Andrea, quello al vertice! Cari campioni, mi rimane
difficile esprimere le mie sensazioni ed infatti davvero non lo faccio
mai ma questa volta, a quasi 50 anni, per la mia prima maratona con
l'intento di terminarla, senza allenamento, con nelle gambe le
sole corse domenicali devo dire che ho provato qualcosa di
veramente speciale.
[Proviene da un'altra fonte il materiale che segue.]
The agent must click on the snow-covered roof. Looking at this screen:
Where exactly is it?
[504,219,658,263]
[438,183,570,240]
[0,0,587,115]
A parte le visioni fantozziane che si stavano
avventando nella mia mente, ad un certo punto della gara (più o
meno ai fatidici 30/32 km.) ho creduto di aver perso le gambe
perché davvero non le sentivo più ed allora mi son
chiesto quanto ero coglione per aver cercato di vincere
questa piccola sfida con me stesso in
maniera superficiale e senza averla valutata con un po' di
cervello: in quel frangente mi trovavo alle Cascine dove mi
era preso un notevole "sconforto depressivo", però ho
deciso di continuare, cambiando la mia corsa con una
camminata veloce, con dolori vari (prima ai menischi, poi ai
polpacci e poi ad altri legamenti non bene identificati) fino ad
arrivare di nuovo al Ponte alla Vittoria: dopo sono
ripartito piano-piano e con l'aiuto di un po' della mia
cara musica in cuffia sono riuscito a vincere questa piccola
sfida del cazzo con me stesso che mi trascinavo da quasi 35 anni. All'arrivo il cronometro segnava un tempo
intergalattico di 5 ore e 21 minuti ma a me davvero non è
importato nulla, ho provato a trattenermi ma è stato più forte di me ed ho
pianto come un deficiente...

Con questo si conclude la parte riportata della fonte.